KDD 2022 Hands-on Tutorial: Anomaly Detection For Spatial Temporal Data

Overview

This github repo is prepared for KDD 2022 hands-on tutorial. The project pipelines are prepared using the templates with Kedro 0.18.0. Kedro is an open-source Python framework for creating reproducible, maintainable and modular data science code. It borrows concepts from software engineering and applies them to machine-learning code; applied concepts include modularity, separation of concerns and versioning.
"Kedro is a development workflow framework which aims to become the industry standard for developing production-ready code. Kedro helps structure your data pipeline using software engineering principles, eliminating project delays due to code rewrites and thereby providing more time to focus on building robust pipelines. Additionally, the framework provides a standardised approach to collaboration for teams building robust, scalable, deployable, reproducible and versioned data pipelines." --QuantumBlack, a McKinsey company

An example of Kedro solution pipeline is shown below. Pipeline design diagram

If you want to visualize the Kedro pipeline, please follow the instruction here. For this tutorial, we will skip this part.

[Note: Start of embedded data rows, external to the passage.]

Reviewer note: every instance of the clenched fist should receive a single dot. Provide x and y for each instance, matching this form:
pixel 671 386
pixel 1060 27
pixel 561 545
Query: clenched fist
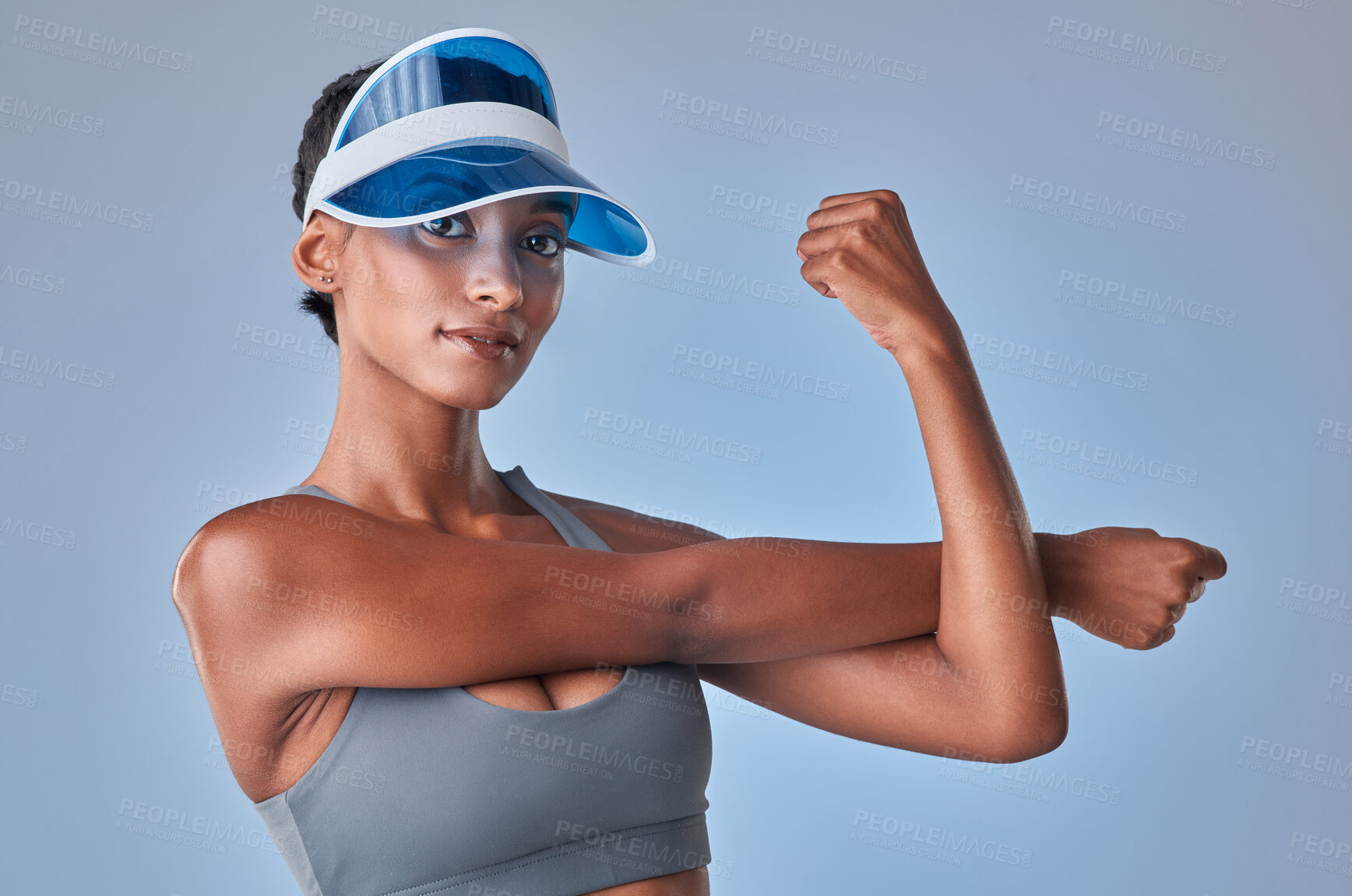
pixel 859 248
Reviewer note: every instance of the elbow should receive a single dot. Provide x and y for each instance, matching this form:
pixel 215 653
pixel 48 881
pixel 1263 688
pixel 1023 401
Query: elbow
pixel 1029 736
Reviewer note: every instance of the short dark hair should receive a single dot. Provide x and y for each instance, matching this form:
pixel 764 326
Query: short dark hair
pixel 314 145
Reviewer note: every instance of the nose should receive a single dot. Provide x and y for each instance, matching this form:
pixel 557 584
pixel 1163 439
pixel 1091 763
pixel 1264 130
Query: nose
pixel 494 273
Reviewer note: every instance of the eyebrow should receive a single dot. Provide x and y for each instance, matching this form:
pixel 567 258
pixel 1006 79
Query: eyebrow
pixel 553 205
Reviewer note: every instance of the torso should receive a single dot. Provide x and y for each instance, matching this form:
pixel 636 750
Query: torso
pixel 271 747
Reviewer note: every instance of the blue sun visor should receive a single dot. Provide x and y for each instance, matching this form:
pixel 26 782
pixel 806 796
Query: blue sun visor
pixel 456 121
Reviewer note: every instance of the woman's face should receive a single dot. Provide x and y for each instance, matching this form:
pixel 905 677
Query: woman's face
pixel 407 291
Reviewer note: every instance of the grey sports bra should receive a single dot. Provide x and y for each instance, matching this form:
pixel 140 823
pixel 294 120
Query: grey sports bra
pixel 435 791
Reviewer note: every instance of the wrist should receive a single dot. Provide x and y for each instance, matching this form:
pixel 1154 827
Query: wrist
pixel 936 343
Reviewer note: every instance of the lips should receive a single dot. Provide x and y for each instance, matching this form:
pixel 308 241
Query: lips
pixel 486 336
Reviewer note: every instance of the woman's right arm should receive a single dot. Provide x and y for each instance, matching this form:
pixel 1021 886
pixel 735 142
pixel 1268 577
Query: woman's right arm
pixel 294 593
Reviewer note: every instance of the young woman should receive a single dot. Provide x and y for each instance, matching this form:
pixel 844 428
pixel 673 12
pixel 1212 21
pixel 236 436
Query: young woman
pixel 433 677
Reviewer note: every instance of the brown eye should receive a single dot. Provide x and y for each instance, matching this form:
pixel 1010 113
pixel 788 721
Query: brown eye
pixel 545 245
pixel 444 226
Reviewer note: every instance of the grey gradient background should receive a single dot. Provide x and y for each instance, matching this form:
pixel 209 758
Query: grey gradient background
pixel 103 480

Setting up the environments

We declared dependencies for different pipelines for different use cases and prepared shell script to install the virtual environment. Once the virtual environment is installed, you can run the notebook using the customized env/kernel. Also, user can run the corresponding pipeline after activating the virtual env.

  1. First ensure you are in the root directory of this repository:
sh-4.2$ pwd
/home/ec2-user/SageMaker/anomaly-detection-spatial-temporal-data-workshop
  1. Setting up the environment involves running the shell scripts in the src/ folder. To do so, we will navigate to the src/ folder, and run each script sequentially.
cd src 
bash prepare_eland_environment.sh
bash prepare_gdn_environment.sh
bash prepare_taddy_environment.sh
bash prepare_nab_environment.sh
bash prepare_ncad_environment.sh
  1. The above scripts will create a new python virtual environment, install the required python packages and register the environment with the Jupyter kernel. We can then activate one of the environments using source. For example the running the following command will activate the kedro-eland-venv python virtual environment:
source kedro-eland-venv/bin/activate

Downloading the dataset

We advise to download the datasets before coming to the live session, to have a copy on your local laptop.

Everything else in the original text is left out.